DevOps Engineering Manager
instahyre
Job Description
Team Leadership and Management:
- Lead, mentor, and grow a high-performing DevOps engineering team.
- Establish best practices for hiring, onboarding, and career development within the DevOps function.
- Foster a culture of ownership, collaboration, and continuous improvement.
Infrastructure and Automation:
- Drive the design and evolution of our cloud infrastructure on GCP.
- Architect and implement scalable, highly available, and secure infrastructure-as-code solutions using Terraform, Ansible, Pulumi, or equivalent tools.
- Ensure infrastructure is cost-efficient and optimised for performance.
CI/CD and Release Engineering:
- Own and improve CI/CD pipelines to ensure reliable and fast software delivery.
- Implement best practices for release automation, rollback strategies, and version control.
- Drive adoption of containerisation and orchestration tools like Docker and Kubernetes.
Reliability and Monitoring:
- Define SLAS, SLOS, and incident management processes to ensure system reliability and performance.
- Lead efforts around observability - implement tools for monitoring, alerting, and logging (e. g., Prometheus, Grafana, ELK, Datadog).
- Conduct regular post-mortems and implement learnings to improve incident response.
Collaboration and Strategy:
- Partner with engineering and product leaders to align DevOps initiatives with business goals.
- Champion a DevSecOps mindset by integrating security best practices into the development lifecycle.

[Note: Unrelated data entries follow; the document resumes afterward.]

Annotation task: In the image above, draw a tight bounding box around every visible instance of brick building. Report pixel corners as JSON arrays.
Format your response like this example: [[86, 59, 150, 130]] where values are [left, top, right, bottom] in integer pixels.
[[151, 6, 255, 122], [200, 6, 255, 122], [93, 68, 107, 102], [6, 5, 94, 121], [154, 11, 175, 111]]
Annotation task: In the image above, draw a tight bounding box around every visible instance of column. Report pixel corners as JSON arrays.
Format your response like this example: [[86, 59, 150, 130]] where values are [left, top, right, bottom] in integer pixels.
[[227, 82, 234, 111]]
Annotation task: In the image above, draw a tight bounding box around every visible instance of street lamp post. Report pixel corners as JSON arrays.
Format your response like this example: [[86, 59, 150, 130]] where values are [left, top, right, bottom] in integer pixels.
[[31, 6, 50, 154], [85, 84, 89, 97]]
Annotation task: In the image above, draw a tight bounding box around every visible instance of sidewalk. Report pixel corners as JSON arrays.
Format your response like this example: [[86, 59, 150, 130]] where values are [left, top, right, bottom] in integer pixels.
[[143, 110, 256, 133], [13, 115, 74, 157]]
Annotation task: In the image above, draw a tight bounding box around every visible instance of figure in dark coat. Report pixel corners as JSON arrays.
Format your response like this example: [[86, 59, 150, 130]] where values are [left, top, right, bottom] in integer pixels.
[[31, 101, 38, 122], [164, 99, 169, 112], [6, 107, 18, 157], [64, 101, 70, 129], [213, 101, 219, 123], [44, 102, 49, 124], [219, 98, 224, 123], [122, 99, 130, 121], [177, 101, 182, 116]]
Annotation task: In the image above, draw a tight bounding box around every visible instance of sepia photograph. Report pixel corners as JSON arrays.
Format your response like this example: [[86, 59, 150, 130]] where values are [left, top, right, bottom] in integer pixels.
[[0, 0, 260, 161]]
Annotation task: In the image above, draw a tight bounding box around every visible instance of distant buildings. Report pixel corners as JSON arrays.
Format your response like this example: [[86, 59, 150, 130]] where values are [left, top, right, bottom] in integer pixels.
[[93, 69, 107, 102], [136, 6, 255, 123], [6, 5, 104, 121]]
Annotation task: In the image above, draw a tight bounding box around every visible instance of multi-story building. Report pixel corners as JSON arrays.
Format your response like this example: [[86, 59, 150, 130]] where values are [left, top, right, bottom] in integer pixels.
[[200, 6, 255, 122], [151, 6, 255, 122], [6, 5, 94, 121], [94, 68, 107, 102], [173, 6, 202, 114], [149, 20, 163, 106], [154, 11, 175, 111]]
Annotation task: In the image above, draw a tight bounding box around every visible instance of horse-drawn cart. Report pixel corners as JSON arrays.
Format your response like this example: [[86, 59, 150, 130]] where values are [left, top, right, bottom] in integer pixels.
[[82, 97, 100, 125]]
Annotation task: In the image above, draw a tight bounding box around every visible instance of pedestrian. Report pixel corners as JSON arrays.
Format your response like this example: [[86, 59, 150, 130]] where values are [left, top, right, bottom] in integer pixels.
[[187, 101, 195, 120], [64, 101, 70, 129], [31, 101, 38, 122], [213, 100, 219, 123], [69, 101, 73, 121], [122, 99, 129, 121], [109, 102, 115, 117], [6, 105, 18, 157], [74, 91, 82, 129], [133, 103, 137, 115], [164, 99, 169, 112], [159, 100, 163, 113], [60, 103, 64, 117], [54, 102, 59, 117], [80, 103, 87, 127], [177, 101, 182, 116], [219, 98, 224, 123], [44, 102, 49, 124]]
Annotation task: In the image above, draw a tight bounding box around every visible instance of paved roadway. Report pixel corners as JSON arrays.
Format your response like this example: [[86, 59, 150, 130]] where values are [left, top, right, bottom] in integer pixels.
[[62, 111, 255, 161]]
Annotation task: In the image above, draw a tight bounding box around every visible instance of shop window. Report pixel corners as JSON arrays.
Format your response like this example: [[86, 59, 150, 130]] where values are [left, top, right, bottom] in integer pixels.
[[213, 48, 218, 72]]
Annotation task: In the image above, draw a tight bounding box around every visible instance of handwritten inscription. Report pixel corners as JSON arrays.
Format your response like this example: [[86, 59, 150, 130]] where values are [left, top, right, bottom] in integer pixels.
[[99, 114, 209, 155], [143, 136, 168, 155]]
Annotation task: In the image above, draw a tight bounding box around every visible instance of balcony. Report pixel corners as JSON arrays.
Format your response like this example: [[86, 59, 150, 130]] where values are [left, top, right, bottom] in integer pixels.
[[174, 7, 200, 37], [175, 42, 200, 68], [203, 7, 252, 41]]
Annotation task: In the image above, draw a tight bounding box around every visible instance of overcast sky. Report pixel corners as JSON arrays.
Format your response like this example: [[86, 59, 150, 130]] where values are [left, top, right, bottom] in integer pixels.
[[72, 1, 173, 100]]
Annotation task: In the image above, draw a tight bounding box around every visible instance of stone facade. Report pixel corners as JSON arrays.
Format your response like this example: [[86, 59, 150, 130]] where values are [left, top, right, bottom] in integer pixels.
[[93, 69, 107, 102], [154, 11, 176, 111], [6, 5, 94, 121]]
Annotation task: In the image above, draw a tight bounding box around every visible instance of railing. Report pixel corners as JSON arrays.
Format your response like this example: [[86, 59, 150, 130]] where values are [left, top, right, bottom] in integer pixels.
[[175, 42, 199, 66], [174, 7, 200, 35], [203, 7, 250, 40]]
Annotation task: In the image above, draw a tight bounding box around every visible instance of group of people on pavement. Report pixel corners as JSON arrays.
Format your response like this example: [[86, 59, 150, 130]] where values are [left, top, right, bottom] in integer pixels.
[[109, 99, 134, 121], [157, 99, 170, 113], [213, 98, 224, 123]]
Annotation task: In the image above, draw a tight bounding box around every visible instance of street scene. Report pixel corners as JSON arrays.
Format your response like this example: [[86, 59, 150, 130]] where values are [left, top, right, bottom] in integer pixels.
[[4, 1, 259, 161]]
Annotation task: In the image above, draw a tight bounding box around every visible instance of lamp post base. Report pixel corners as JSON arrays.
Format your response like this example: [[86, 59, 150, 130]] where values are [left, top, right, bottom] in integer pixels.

- Evaluate and adopt tools, processes, and technologies that drive team efficiency and product excellence.
Requirements:
- 12+ years of experience in DevOps, site reliability engineering, or infrastructure roles, with 3+ years in a leadership/managerial capacity.
- Proven track record of designing, building, and scaling cloud-native infrastructure in production environments.
- Strong expertise in CI/CD tools (GitHub Actions, Jenkins, GitLab CI, etc. ), containerisation (Docker), and orchestration (Kubernetes).
- Hands-on experience with infrastructure-as-code and cloud automation (Terraform, Ansible, CloudFormation, Pulumi, etc. ).
- Deep understanding of system reliability, performance tuning, and security in distributed systems.
- Excellent communication skills with the ability to translate technical concepts into business impact.
- A collaborative mindset and a passion for mentoring and empowering teams.
- A bachelor's or master's degree in computer science, engineering, or a related field.